Anne Louise-Sarks’s staging starts her in a barren white box that slowly rises into the rafters overhead. It seems to both shrink her, until she’s dwarfed by the space, and to sever her connection with the rest of the world. She ends adrift, in a black void, ashes drifting down from above.

It is undoubtedly a wrenching performance: a spiralling descent into a psychological purgatory. Leigh’s own text is agonisingly honest en route, detailing the obsessive ritual of nightly hormone injections, the faint hope of harvesting each new batch of eggs, the changes one’s body undergoes. Through it all Peake affixes this forced smile. It is as if her whole life has become a performance.
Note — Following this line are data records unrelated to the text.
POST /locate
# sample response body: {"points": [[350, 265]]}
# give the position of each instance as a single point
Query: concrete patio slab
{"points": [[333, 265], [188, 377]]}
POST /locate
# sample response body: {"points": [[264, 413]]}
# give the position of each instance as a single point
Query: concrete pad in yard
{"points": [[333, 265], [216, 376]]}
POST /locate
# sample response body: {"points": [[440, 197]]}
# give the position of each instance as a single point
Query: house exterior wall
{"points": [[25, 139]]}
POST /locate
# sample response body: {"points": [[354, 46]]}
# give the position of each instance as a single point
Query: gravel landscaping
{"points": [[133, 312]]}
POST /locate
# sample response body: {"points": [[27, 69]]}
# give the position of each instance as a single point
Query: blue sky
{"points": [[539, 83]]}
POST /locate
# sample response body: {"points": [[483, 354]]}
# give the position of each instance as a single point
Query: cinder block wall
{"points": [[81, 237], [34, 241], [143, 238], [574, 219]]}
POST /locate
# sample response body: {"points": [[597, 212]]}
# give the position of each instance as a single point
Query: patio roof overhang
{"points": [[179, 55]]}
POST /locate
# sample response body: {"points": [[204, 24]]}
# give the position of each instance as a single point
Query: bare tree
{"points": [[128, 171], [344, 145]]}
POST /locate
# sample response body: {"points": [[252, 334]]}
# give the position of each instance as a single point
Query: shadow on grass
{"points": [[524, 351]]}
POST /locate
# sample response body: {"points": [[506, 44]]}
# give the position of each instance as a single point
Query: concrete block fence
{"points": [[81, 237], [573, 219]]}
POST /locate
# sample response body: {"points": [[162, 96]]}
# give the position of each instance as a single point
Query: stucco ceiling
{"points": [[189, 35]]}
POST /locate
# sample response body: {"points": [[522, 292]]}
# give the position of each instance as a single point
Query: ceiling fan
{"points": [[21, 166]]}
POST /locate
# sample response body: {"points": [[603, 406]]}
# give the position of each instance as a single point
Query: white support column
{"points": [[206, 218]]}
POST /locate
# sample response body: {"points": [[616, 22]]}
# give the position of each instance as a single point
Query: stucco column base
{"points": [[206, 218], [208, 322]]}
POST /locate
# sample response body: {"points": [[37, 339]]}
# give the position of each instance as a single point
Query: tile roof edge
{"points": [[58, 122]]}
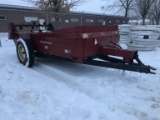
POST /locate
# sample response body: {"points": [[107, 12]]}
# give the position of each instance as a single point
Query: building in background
{"points": [[22, 14]]}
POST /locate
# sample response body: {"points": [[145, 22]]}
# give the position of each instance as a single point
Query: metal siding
{"points": [[17, 16]]}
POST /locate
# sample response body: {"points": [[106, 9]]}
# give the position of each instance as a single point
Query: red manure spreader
{"points": [[92, 45]]}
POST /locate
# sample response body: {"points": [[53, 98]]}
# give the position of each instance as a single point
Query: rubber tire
{"points": [[28, 51]]}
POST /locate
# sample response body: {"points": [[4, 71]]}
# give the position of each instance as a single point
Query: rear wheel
{"points": [[25, 52]]}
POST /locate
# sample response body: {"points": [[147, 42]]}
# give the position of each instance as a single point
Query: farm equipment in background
{"points": [[92, 45]]}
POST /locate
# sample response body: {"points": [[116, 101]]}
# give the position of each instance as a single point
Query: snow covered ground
{"points": [[59, 90]]}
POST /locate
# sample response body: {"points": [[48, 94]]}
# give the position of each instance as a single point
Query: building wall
{"points": [[58, 20]]}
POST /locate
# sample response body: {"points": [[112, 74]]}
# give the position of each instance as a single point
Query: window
{"points": [[74, 19], [2, 17], [55, 19], [66, 21], [30, 19], [118, 21], [100, 21], [89, 20]]}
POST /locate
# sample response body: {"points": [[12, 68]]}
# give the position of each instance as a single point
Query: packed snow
{"points": [[60, 90]]}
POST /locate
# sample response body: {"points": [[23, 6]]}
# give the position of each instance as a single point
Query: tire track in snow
{"points": [[70, 81]]}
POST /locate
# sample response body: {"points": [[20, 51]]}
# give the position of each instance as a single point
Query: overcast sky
{"points": [[92, 6]]}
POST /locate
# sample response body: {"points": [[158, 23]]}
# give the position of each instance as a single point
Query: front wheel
{"points": [[25, 52]]}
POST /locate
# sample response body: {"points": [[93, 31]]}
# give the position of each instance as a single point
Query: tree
{"points": [[155, 11], [143, 7], [55, 5], [124, 6]]}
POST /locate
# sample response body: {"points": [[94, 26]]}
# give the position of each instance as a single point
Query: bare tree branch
{"points": [[121, 5]]}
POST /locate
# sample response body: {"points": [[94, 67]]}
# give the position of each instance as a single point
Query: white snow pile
{"points": [[143, 38], [60, 90]]}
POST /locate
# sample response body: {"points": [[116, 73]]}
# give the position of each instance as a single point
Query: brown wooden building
{"points": [[21, 14]]}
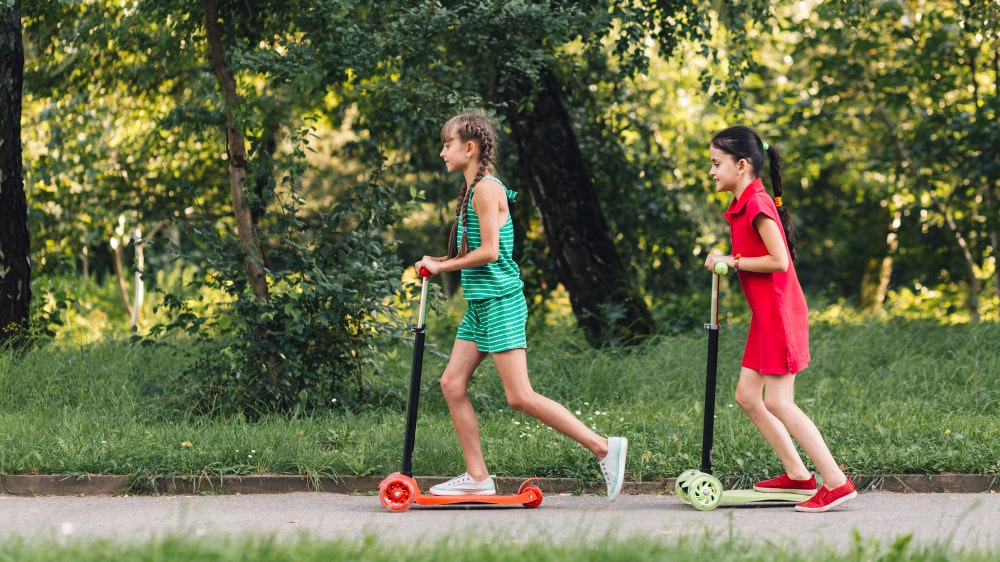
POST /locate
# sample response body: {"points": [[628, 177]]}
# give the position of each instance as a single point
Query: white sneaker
{"points": [[464, 485], [613, 465]]}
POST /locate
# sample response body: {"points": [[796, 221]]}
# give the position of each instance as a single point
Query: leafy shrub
{"points": [[331, 276]]}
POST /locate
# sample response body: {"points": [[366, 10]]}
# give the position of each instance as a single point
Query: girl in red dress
{"points": [[778, 343]]}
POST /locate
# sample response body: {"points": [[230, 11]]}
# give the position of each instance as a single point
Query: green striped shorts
{"points": [[496, 324]]}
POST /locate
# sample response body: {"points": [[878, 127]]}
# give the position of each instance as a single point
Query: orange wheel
{"points": [[397, 494], [535, 493]]}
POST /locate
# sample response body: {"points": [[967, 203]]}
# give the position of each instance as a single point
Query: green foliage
{"points": [[106, 408], [712, 544], [309, 346]]}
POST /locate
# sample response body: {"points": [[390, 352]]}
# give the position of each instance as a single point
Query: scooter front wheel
{"points": [[397, 494], [705, 492], [683, 483]]}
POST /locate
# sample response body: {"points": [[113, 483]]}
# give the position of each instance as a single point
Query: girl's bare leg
{"points": [[750, 397], [779, 398], [513, 368], [465, 357]]}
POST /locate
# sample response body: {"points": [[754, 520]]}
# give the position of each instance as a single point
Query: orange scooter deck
{"points": [[398, 492]]}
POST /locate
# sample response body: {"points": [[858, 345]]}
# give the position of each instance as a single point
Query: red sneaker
{"points": [[785, 485], [827, 499]]}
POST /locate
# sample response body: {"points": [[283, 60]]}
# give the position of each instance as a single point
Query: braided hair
{"points": [[743, 143], [481, 130]]}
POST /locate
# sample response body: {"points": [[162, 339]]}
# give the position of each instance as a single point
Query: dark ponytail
{"points": [[743, 143]]}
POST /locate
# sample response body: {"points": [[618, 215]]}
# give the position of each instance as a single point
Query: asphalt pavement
{"points": [[966, 521]]}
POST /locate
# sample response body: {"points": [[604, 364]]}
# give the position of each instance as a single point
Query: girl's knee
{"points": [[780, 408], [453, 387], [523, 403], [748, 401]]}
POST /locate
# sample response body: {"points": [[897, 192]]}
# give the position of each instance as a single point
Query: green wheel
{"points": [[683, 482], [705, 492]]}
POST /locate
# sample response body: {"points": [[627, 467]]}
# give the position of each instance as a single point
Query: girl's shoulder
{"points": [[493, 184]]}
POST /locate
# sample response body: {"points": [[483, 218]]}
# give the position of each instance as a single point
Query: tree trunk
{"points": [[237, 151], [604, 298], [15, 260]]}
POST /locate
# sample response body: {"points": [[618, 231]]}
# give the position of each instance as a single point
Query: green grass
{"points": [[890, 397], [305, 549]]}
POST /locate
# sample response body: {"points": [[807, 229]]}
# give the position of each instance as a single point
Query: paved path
{"points": [[968, 521]]}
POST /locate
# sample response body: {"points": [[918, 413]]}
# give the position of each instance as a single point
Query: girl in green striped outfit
{"points": [[481, 247]]}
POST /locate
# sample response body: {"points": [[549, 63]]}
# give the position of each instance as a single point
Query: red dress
{"points": [[778, 342]]}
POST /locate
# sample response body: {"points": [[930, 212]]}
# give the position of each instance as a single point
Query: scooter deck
{"points": [[398, 492], [751, 496]]}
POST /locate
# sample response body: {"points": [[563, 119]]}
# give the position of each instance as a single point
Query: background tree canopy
{"points": [[885, 112]]}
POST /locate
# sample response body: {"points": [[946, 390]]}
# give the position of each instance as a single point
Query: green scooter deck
{"points": [[750, 496]]}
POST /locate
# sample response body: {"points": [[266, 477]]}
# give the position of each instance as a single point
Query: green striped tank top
{"points": [[496, 279]]}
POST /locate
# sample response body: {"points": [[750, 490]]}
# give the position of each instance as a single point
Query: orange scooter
{"points": [[399, 490]]}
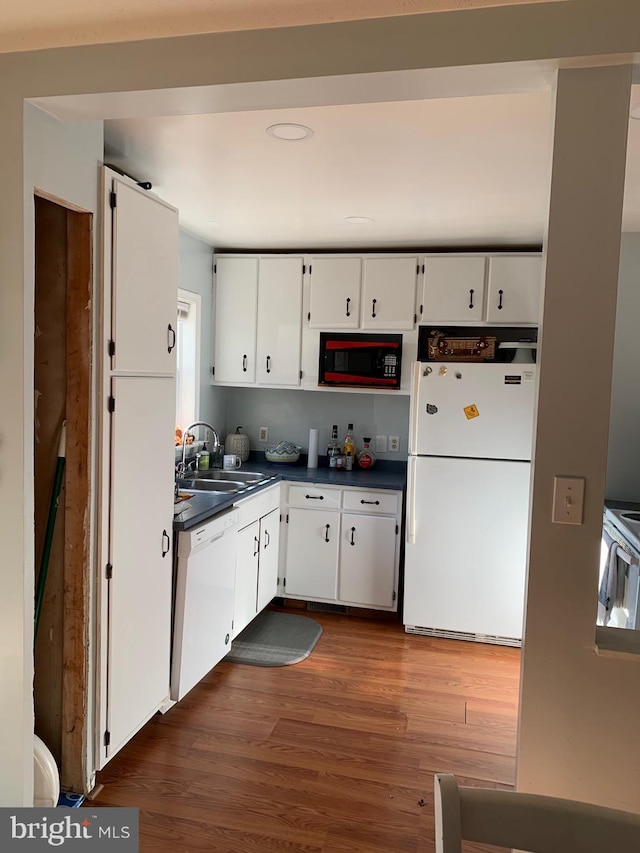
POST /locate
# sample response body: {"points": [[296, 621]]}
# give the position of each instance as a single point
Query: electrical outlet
{"points": [[381, 444]]}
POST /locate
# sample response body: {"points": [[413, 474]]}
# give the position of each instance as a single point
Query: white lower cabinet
{"points": [[367, 557], [257, 557], [312, 553], [342, 545]]}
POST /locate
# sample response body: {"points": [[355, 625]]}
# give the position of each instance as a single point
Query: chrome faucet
{"points": [[216, 442]]}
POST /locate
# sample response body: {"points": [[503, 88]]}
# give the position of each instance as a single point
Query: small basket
{"points": [[442, 348]]}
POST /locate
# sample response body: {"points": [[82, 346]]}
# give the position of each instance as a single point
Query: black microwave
{"points": [[360, 360]]}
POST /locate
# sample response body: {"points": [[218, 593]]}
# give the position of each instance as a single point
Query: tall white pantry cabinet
{"points": [[136, 457]]}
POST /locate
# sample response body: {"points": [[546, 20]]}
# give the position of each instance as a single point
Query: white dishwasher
{"points": [[204, 600]]}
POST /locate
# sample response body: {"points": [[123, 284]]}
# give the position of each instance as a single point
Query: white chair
{"points": [[528, 822]]}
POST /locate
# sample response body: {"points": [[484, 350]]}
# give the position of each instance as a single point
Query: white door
{"points": [[236, 308], [334, 301], [268, 570], [513, 293], [474, 410], [367, 560], [279, 321], [246, 594], [204, 603], [140, 553], [312, 553], [465, 570], [389, 293], [144, 282], [453, 289]]}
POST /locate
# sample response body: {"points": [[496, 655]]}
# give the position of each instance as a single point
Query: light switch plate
{"points": [[381, 444], [568, 500]]}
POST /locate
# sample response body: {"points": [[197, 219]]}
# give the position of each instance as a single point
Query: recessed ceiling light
{"points": [[290, 132], [358, 220]]}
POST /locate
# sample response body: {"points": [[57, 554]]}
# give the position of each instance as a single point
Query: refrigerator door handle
{"points": [[414, 407], [411, 501]]}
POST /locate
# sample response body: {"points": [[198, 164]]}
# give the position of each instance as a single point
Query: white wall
{"points": [[290, 414], [623, 464], [62, 160], [195, 274]]}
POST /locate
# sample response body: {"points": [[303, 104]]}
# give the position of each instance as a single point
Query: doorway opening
{"points": [[62, 394]]}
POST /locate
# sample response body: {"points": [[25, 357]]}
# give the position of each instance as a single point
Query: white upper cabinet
{"points": [[501, 289], [389, 293], [236, 310], [144, 276], [279, 321], [513, 289], [453, 289], [334, 300]]}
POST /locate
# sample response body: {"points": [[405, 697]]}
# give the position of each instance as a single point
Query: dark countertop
{"points": [[204, 505]]}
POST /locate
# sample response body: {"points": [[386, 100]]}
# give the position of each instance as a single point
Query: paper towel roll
{"points": [[312, 459]]}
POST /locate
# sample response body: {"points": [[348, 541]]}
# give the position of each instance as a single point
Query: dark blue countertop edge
{"points": [[204, 505]]}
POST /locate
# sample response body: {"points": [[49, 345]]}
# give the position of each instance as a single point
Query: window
{"points": [[188, 358]]}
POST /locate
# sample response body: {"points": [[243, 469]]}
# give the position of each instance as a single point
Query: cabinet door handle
{"points": [[171, 338], [165, 538]]}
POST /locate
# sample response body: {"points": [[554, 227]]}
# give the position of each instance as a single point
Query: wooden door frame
{"points": [[78, 506]]}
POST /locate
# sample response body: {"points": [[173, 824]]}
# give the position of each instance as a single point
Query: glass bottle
{"points": [[366, 457], [335, 448]]}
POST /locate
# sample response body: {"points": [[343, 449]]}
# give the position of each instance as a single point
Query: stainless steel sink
{"points": [[201, 485], [235, 476]]}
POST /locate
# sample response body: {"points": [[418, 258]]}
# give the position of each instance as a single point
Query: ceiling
{"points": [[464, 171], [42, 23]]}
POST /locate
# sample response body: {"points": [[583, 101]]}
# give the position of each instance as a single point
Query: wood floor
{"points": [[335, 754]]}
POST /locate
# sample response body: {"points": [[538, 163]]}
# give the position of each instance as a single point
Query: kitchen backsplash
{"points": [[290, 414]]}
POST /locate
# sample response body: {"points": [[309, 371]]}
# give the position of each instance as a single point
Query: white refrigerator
{"points": [[470, 440]]}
Parenting After IVF: To the Moon and Back
Parenting After IVF: To the Moon and Back

In a sense, To the Moon and Back is exactly that. Anna Furse and Nina Klaff sit side by side behind two mics on a desk, mother and daughter. Over a delicately thought, tender hour, they flick through a script that reflects on a relationship that began with a round of IVF. Again it is the personal details that ping out: a daughter who feels a duty to make her mother’s life feel complete, for instance, or the way motherly concern as her child starts smoking or drinking shifts when life itself seems such a precious thing. The honesty is arresting and, for the first time, I realized there are two perspectives at play: the IVF mother and the IVF child.

“At what point does the child become its own creator?”

Behind it, however, the notion of art creeps back in. Klaff piles up pieces of her childhood artwork—a lumpen, multi-coloured papier mache egg, then a straggly doll forged out of a loo roll holder. The implication is that this impulse, to create something life-like, finds an echo in adulthood and the desire to have a child. Furse, a theatremaker herself, sticks her scan of two matching embryos on the family fridge door like a drawing she did at school for display. Later she recalls working on a performance lecture about artist mums only for her daughter, impatient in the kitchen downstairs, to burn herself on the hob. The question is about parenthood, IVF in particular, as creation: Is it a one-off act or an ongoing process? At what point does the child become its own creator? Far from playing God, To the Moon and Back makes ART look more human than ever.